Frank! (wir lachen beide) Nein, das war nur ein Scherz, aber das ist eine ziemlich gute Frage. Ich glaube Debbie Gallagher. Sie ist auf dem Weg zum Erwachsenwerden, fühlt sich oftmals hilflos, ist schüchtern und passt nicht überall rein, weil sie eben nicht der normale Teenager ist, den die meisten Mädchen darstellen. Ich kann mich daran erinnern, dass ich das auch mal gefühlt habe und daher würde ich sie auswählen.

Gibt es Dinge, die sich seit der ersten Staffel 2010 in Bezug auf ihre Musikauswahl grundlegend geändert haben?
Ja, manche Staffeln fühlen sich unterschiedlich an. Ich glaub die Staffel 4 hatte eine ziemlich große Storyline über Fiona und war deswegen viel düsterer als die anderen Staffeln. Diese Staffel war weiblicher und wir benutzten viel elektronische Musik, um ihre Ängste zu verdeutlichen, weil das besser wirkte, als die Rockgitarren.

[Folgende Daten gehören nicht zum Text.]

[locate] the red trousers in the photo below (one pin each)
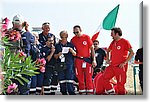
(84, 76)
(120, 74)
(99, 85)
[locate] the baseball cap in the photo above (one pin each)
(17, 19)
(45, 23)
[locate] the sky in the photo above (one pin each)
(89, 14)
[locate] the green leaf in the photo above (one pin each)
(19, 81)
(24, 79)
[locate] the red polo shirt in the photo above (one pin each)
(82, 45)
(119, 51)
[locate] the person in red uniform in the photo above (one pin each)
(118, 55)
(83, 64)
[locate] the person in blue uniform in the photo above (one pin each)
(65, 54)
(48, 54)
(45, 33)
(25, 45)
(42, 39)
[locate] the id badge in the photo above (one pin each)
(96, 54)
(84, 65)
(63, 59)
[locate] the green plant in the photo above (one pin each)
(14, 65)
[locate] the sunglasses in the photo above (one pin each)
(63, 37)
(75, 32)
(50, 40)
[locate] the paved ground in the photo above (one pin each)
(129, 85)
(130, 82)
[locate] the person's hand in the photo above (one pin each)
(108, 62)
(25, 24)
(52, 49)
(94, 64)
(59, 54)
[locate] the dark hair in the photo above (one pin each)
(77, 26)
(95, 41)
(49, 37)
(117, 30)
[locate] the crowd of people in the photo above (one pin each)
(78, 61)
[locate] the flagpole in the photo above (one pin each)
(99, 28)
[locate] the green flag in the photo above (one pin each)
(110, 20)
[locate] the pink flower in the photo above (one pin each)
(42, 69)
(38, 61)
(11, 88)
(17, 36)
(22, 54)
(5, 23)
(43, 61)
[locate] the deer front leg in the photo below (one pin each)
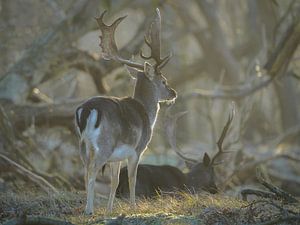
(115, 173)
(132, 172)
(91, 174)
(84, 158)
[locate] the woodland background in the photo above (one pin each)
(240, 51)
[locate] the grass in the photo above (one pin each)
(181, 208)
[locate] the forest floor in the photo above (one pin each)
(178, 209)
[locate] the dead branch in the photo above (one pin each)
(260, 193)
(36, 220)
(278, 61)
(286, 197)
(35, 62)
(43, 114)
(281, 219)
(40, 181)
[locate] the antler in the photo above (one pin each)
(108, 43)
(170, 129)
(222, 137)
(153, 41)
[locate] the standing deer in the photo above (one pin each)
(114, 129)
(153, 179)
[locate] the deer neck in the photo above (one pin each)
(146, 93)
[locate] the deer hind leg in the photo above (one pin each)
(115, 173)
(132, 172)
(95, 162)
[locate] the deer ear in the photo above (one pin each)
(149, 70)
(206, 159)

Im Winter kommt nun endlich Staffel 6. Kannst du schon etwas darüber sagen?
In der neuen Staffel entwickelt sich ein Handlungsstrang, der auch eine Menge HipHop in die Serie bringt. Ich weiß gar nicht, ob ich darüber schon so viel sagen darf, aber es gibt da eine Gangster-Storyline. Ähm, aber mehr sag ich jetzt lieber nicht (lacht).